Von einer myofunktionellen Störung spricht man bei Schwächen oder Störungen der Gesichts-/ Mundmuskulatur (orofaciale Muskulatur).
Infolge dessen können Zischlaute falsch gebildet werden und es kann zu Zahnfehlstellungen kommen.

Häufig beobachtet man auch ein beeinträchtigtes Kieferwachstum, da die Kinder  beim Schlucken gegen die Frontzähne drücken. Wird eine myofunk­tionelle Störung nicht behandelt, erschwert oder verhindert sie u. a. eine effektive kieferorthopädische Behandlung.  

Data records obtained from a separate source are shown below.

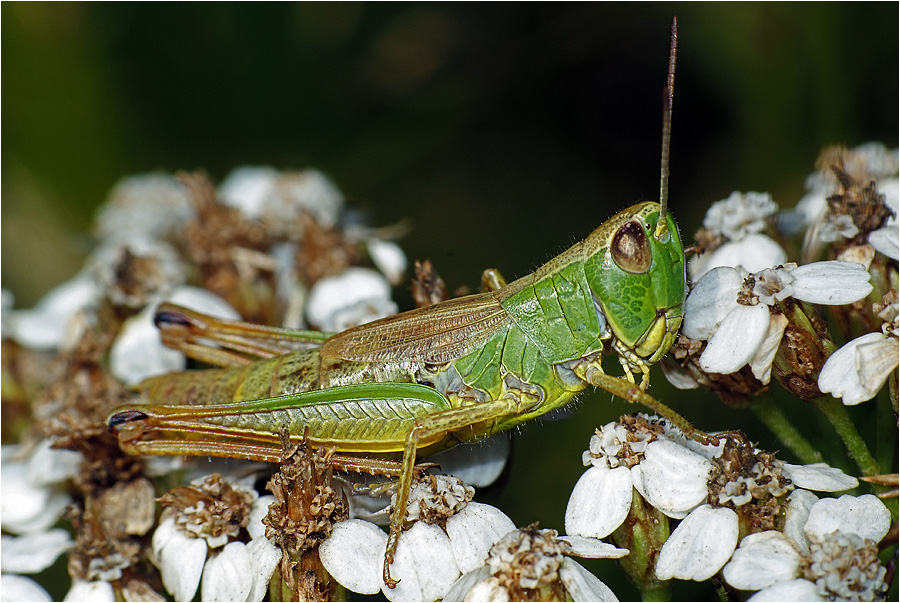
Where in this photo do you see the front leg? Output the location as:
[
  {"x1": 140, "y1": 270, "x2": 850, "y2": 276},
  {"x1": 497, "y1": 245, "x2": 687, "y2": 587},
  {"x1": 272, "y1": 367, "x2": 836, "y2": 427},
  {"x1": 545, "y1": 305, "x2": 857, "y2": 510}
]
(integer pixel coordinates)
[{"x1": 572, "y1": 356, "x2": 714, "y2": 444}]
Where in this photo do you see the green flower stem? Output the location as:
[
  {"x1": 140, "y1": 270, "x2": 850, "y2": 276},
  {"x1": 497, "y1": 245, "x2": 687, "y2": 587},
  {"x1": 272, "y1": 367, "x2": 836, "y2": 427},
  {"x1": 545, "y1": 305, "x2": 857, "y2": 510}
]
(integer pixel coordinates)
[
  {"x1": 750, "y1": 396, "x2": 824, "y2": 465},
  {"x1": 612, "y1": 490, "x2": 672, "y2": 601},
  {"x1": 813, "y1": 396, "x2": 881, "y2": 476}
]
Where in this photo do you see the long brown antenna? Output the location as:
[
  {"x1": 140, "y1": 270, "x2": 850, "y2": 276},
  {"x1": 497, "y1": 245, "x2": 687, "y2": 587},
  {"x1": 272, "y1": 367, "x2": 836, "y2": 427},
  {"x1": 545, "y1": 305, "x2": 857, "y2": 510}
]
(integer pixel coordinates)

Wann sollten Sie uns ansprechen?

Wenn Sie bei Ihrem Kind eines der folgenden Symptome beobachten:

  • Allgemein schlaffe Mundmuskulatur
  • Zunge liegt an oder zwischen den Schneidezähnen
  • Fehlgebildete Zischlaute (s/sch)
  • Essen mit wenig Kaubewegung,
    das Kind isst bevorzugt weiche Speisen
  • Auffälliges Schlucken
  • Atmung durch den Mund

Mögliche Ursachen

Bekannte Ursachen und Auslöser bei myofunktionellen Störungen sind:

  • Allgemeine Entwicklungsstörungen, z. B. bei Frühchen
  • Seelisch/emotional bedingte Störungen
  • Ungünstige Körperhaltung
  • Störung der Nasenatmung, z. B. durch Polypen
  • Unpassende Sauger bei Flaschenernährung
  • Zu langes Daumenlutschen oder Schnullern
  • Syndrome wie Morbus Down
  • Lippen-, Kiefer-, Gaumen-Spalte

Unsere Therapie

Ziel der Behandlung ist es, die Zungenlage zu normalisieren, die betroffene Muskulatur zu kräftigen und den physiologisch korrekten Ablauf des Schluckens zu erlernen und zu trainieren. Begleitende Übungen dienen dem Tonusaufbau und der Veränderung der Körperhaltung.

Die eigentlichen Behandlungssitzungen verlaufen in Einzeltherapie, in der Regel ein- bis zweimal pro Woche. Über die gesamte Behandlungsdauer ist die Mithilfe der Eltern notwendig, da die muskelkräftigenden Übungen täglich durchgeführt werden sollten.